4:39 min, aus Puls vom 25.2.2013

Vierzig Ski-Daumen sehen die Ärzte der Notfallstation im Spital Davos pro Wintersaison. Ein unglücklicher Sturz, womöglich noch mit der Hand in der Stockschlaufe, und schon ist es geschehen: Der Daumen wird so stark nach aussen überdehnt, dass das innere Band am Daumengrundgelenk reisst.

Was sich oft harmlos anfühlt, kann im Alltag massiv einschränken: Weil der Finger nicht mehr stabil ist, knickt beispielsweise beim Heben einer Wasserflasche der Daumen einfach nach aussen weg.

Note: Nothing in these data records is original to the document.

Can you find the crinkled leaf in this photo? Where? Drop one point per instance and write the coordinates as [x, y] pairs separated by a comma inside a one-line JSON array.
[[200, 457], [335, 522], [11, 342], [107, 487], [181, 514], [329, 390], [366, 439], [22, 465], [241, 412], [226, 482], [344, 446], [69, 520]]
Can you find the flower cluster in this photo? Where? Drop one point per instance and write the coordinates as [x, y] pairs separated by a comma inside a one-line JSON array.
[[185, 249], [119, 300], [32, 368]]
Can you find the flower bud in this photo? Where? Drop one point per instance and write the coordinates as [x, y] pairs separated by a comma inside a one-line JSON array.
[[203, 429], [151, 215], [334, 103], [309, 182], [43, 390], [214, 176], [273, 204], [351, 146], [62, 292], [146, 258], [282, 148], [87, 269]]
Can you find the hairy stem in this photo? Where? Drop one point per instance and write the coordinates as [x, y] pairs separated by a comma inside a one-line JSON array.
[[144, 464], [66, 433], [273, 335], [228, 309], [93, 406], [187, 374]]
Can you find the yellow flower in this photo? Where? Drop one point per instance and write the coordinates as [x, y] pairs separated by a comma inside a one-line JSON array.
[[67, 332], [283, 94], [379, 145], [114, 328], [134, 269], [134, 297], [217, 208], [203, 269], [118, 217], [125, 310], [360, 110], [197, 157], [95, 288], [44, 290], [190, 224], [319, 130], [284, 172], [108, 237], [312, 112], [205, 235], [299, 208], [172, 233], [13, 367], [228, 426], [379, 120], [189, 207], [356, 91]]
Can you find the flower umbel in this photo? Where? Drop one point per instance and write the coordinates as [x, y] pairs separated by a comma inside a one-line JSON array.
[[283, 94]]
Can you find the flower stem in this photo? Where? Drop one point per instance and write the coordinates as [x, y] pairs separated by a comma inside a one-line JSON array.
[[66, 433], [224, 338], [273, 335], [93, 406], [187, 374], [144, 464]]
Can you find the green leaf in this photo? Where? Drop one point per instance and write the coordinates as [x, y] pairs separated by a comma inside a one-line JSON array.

Innerhalb von zehn Tagen zum Arzt

Ein Patient mit Ski-Daumen kommt um einen Arztbesuch nicht herum. Dr. Christian Ryf, Chefarzt Chirurgie im Spital Davos, empfiehlt seinen Patienten zunächst ein MRI und ein Röntgenbild, um die Schwere der Verletzung abzuschätzen. Während bei schweren Stürzen Bänder oft mitsamt eines Stück Knochens ausreissen, sind nach weniger heftigen Stürzen die Bänder zwar gerissen, liegen aber noch nebeneinander. Für die Behandlung ist die genaue Diagnose wichtig.

«Bevor es die moderne Untersuchungstechnik gab, wurden 60 Prozent der Skidaumen operiert. Heute sind es lediglich noch 25 Prozent, da der Arzt heute erkennen kann, wo die Bänder liegen. Bei einer ‹Stener-Läsion› muss man den Daumen unbedingt operieren, da er sonst für immer instabil bleibt», erklärt Christian Ryf. Für alle anderen Fälle reicht eine konservative Therapie, bei der der Patient sechs Wochen lang eine Bandage trägt, die den Daumen fixiert.

Operation fixiert das Band wieder am Knochen

Bei der «Stener-Läsion» verschwindet das Band hinter der Sehnenplatte des Adduktormuskels, der Daumen und Mittelhandknochen verbindet. Diese Platte verhindert eine natürliche Heilung und macht eine Operation erforderlich. Wenn sich dabei zeigt, dass das Band direkt am Knochen abgerissen ist, wird es mit einem Knochenanker wieder am Knochen fixiert. Dieser Anker wird wie ein Dübel in den Knochen eingedreht. An ihm hängen Fäden, mit denen der Handchirurg das Band wieder fixiert. Der Knochenanker aus Titan verbleibt im Knochen und muss nicht mehr entfernt werden. Ist das Band mittig abgerissen und hinter der Seenplatte verschwunden, sucht der Chirurg das Ende und näht das Band wieder zusammen.

Nach der Operation wird der Daumen eingegipst. Nach fünf Wochen beginnt die Ergotherapie. Bis der Daumen wieder voll belastbar ist, können aber oft weitere drei Monate vergehen, manchmal bleiben Beschwerden über das ganze erste Jahr nach der OP bestehen.

Alternative Bandplastik

Heilt die Verletzung nicht richtig aus, können Bandplastiken das beschädigte Band ersetzen. Dafür dient eine Sehne aus dem Unterarm. Alternativ dazu ist auch eine Versteifung des Grundgelenks möglich, die den Daumen wieder stabilisiert.